Mifepristone: The Issue That Isn't Going Away
Whoever leads the FDA, on an acting or permanent basis, will inherit an immediate, high-stakes decision on mifepristone. In early May 2026, a 3-judge panel of the 5th Circuit Court of Appeals sided with Louisiana and stayed significant expansions of mifepristone's availability—specifically, provisions allowing the drug to be dispensed via telehealth and through pharmacies—that were formally adopted in 2023.9
The US Supreme Court has since issued a temporary order leaving women's access to the pill intact while the justices consider whether to allow the restrictions to take effect. A formal FDA safety review of mifepristone, expected in the fall, could offer the agency an opportunity to assert its regulatory authority. However, experts are skeptical that the review will be favorable to the drug's current access framework.9,10
For pharmacists who dispense mifepristone or work in states where access remains contested, the outcome of that review and the direction a new commissioner takes on it will be closely watched.

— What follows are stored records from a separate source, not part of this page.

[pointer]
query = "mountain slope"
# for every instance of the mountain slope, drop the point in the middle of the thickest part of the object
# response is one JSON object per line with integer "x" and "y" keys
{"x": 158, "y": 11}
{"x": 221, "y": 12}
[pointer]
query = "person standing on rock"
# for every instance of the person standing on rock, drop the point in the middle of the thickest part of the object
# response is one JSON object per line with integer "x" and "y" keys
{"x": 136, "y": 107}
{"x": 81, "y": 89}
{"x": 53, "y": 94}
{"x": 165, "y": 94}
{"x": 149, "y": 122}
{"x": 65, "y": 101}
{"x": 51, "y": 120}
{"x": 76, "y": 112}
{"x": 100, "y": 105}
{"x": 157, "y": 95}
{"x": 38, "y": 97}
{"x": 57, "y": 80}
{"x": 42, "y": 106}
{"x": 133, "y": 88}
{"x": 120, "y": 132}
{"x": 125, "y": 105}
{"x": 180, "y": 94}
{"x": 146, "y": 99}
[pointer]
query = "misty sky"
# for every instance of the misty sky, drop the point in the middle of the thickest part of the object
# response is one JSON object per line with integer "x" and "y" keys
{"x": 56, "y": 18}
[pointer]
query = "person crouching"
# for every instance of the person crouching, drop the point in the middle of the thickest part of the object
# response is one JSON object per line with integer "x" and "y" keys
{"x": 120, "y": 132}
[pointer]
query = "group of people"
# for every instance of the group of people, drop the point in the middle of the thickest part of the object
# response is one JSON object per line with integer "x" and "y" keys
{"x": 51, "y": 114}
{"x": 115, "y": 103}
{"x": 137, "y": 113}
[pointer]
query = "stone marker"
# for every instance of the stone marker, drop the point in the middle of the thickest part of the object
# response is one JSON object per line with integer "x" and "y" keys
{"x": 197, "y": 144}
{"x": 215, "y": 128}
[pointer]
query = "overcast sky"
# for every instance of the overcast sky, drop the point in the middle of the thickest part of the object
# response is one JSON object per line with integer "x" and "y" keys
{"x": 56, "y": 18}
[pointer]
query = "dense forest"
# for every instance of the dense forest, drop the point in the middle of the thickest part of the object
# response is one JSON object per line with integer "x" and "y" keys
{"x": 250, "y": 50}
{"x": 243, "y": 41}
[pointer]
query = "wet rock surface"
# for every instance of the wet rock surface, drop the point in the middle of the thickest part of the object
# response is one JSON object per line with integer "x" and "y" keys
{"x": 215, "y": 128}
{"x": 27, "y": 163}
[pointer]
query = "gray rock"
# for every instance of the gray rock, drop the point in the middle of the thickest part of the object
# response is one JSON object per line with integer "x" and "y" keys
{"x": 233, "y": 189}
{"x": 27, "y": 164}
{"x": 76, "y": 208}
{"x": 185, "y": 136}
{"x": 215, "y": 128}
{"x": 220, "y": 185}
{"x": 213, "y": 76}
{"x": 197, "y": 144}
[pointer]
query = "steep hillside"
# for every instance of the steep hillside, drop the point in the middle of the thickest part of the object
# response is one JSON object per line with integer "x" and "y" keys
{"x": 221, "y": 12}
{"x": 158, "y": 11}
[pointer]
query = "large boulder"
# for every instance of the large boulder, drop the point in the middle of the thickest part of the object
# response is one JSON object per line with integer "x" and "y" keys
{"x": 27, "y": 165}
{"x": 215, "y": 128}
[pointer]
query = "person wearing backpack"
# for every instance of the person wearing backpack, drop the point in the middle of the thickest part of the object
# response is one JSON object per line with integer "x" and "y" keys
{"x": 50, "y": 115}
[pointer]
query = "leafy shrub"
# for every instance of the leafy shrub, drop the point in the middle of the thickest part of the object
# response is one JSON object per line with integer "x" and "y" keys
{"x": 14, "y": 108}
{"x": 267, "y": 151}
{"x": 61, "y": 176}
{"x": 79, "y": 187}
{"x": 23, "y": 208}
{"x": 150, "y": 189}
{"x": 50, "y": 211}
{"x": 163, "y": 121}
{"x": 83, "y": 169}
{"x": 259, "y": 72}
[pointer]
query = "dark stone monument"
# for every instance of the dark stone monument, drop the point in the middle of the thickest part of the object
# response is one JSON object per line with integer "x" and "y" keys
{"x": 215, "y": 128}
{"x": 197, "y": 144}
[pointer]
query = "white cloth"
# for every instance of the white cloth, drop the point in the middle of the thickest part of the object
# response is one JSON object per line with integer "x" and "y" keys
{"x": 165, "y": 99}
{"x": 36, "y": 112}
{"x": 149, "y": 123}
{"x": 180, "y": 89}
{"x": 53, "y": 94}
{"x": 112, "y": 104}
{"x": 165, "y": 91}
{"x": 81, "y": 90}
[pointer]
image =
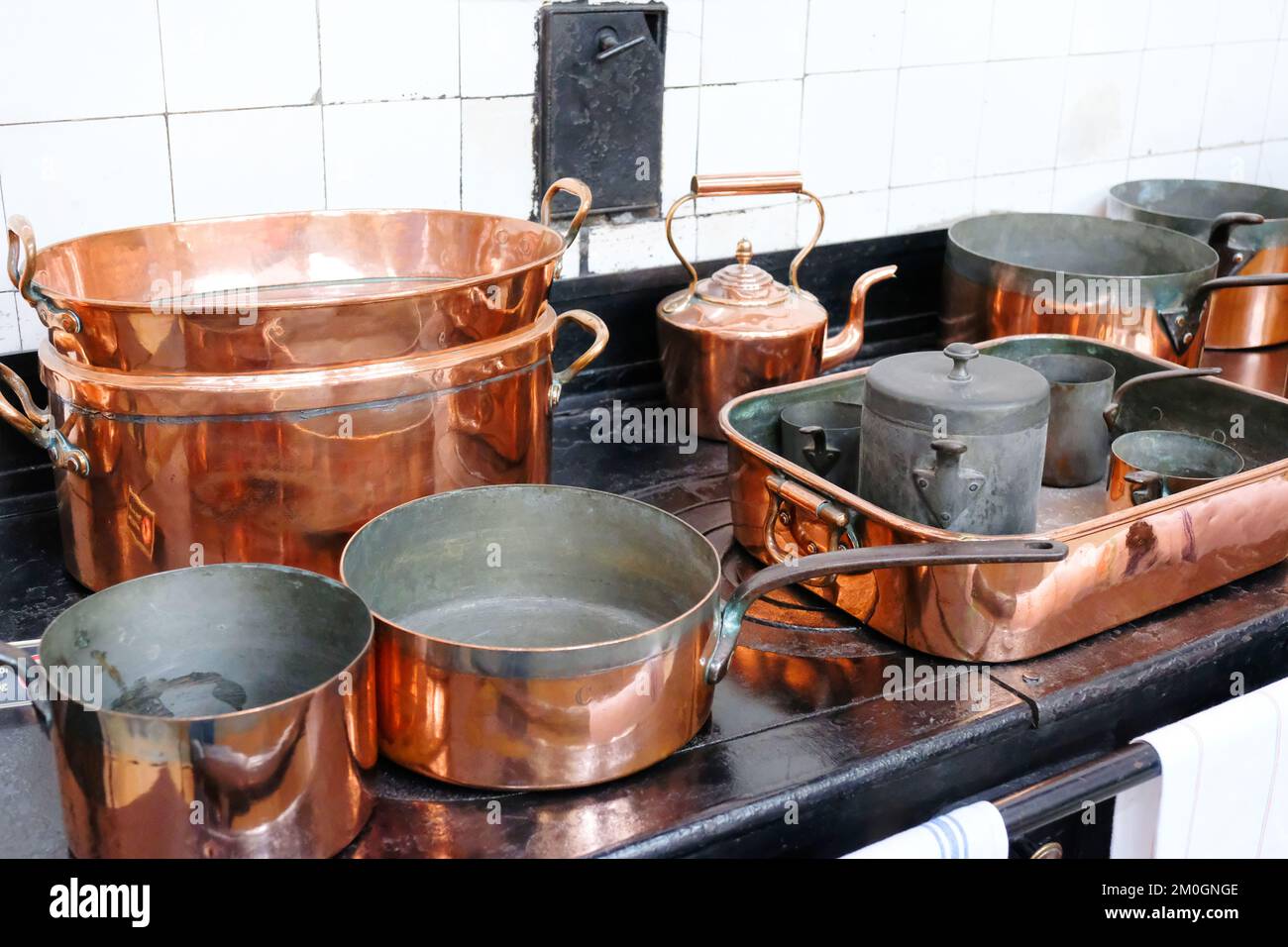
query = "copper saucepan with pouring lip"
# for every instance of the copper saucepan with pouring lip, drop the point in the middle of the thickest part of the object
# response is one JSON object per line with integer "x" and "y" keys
{"x": 215, "y": 711}
{"x": 295, "y": 290}
{"x": 540, "y": 637}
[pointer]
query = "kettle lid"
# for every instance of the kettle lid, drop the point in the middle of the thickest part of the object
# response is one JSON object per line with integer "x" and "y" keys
{"x": 958, "y": 388}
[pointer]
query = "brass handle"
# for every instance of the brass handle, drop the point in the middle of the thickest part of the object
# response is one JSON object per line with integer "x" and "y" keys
{"x": 38, "y": 427}
{"x": 848, "y": 341}
{"x": 857, "y": 562}
{"x": 737, "y": 185}
{"x": 579, "y": 189}
{"x": 591, "y": 324}
{"x": 22, "y": 244}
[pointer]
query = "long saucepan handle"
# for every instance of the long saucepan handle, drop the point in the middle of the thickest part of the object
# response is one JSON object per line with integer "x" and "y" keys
{"x": 22, "y": 269}
{"x": 37, "y": 425}
{"x": 858, "y": 561}
{"x": 20, "y": 665}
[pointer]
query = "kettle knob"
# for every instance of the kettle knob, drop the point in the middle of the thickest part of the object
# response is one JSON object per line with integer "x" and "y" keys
{"x": 961, "y": 354}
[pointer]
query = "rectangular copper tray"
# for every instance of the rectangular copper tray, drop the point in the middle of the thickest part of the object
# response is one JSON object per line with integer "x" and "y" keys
{"x": 1121, "y": 566}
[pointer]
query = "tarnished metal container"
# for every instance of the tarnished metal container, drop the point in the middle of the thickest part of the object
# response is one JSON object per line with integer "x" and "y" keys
{"x": 1133, "y": 285}
{"x": 1121, "y": 565}
{"x": 290, "y": 290}
{"x": 158, "y": 472}
{"x": 954, "y": 440}
{"x": 1247, "y": 224}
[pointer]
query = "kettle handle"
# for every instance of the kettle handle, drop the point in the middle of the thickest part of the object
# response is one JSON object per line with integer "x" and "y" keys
{"x": 741, "y": 185}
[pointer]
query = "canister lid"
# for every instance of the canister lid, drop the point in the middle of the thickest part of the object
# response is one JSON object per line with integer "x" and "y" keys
{"x": 973, "y": 393}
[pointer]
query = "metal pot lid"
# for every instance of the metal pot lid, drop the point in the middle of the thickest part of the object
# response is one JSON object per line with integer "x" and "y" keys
{"x": 742, "y": 282}
{"x": 958, "y": 390}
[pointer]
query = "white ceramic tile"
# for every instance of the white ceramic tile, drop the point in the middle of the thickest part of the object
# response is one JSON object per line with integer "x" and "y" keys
{"x": 752, "y": 127}
{"x": 1250, "y": 20}
{"x": 1237, "y": 94}
{"x": 849, "y": 217}
{"x": 498, "y": 47}
{"x": 1237, "y": 162}
{"x": 683, "y": 43}
{"x": 387, "y": 50}
{"x": 936, "y": 33}
{"x": 1276, "y": 116}
{"x": 1183, "y": 22}
{"x": 840, "y": 155}
{"x": 616, "y": 248}
{"x": 399, "y": 155}
{"x": 496, "y": 140}
{"x": 1109, "y": 26}
{"x": 752, "y": 40}
{"x": 928, "y": 206}
{"x": 254, "y": 161}
{"x": 679, "y": 144}
{"x": 1083, "y": 189}
{"x": 1273, "y": 169}
{"x": 78, "y": 59}
{"x": 1024, "y": 30}
{"x": 80, "y": 176}
{"x": 845, "y": 35}
{"x": 11, "y": 339}
{"x": 1170, "y": 102}
{"x": 936, "y": 124}
{"x": 768, "y": 230}
{"x": 1028, "y": 191}
{"x": 1020, "y": 125}
{"x": 1099, "y": 107}
{"x": 1179, "y": 165}
{"x": 239, "y": 53}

What This Means for Pharmacy Practice
The uncertainty at the FDA carries real downstream consequences for pharmacists. Drug approval timelines, OTC rulemaking, dispensing requirements for high-profile medications, and the future of telehealth-enabled prescribing all touch daily pharmacy operations in direct ways.
In the near term, pharmacists should expect the pace of OTC-related regulatory activity to slow as new leadership finds its footing. The question of whether a behind-the-counter model gains traction—one that would expand medication access while keeping pharmacists central to the dispensing process—may depend significantly on who ultimately takes the commissioner's chair and how receptive they are to pharmacy stakeholder input.
On mifepristone, the situation calls for close attention: A Supreme Court decision, a pending FDA safety review, and a new acting commissioner navigating all of it simultaneously make for a volatile combination. Pharmacists who dispense the medication or whose patients rely on telehealth to obtain it should monitor developments closely in the weeks ahead.
What is clear is that the leadership transition at the FDA, far from resolving the agency's instability, has opened a new chapter of it. The policies that will emerge from it, and who will be empowered to shape them, remain open questions.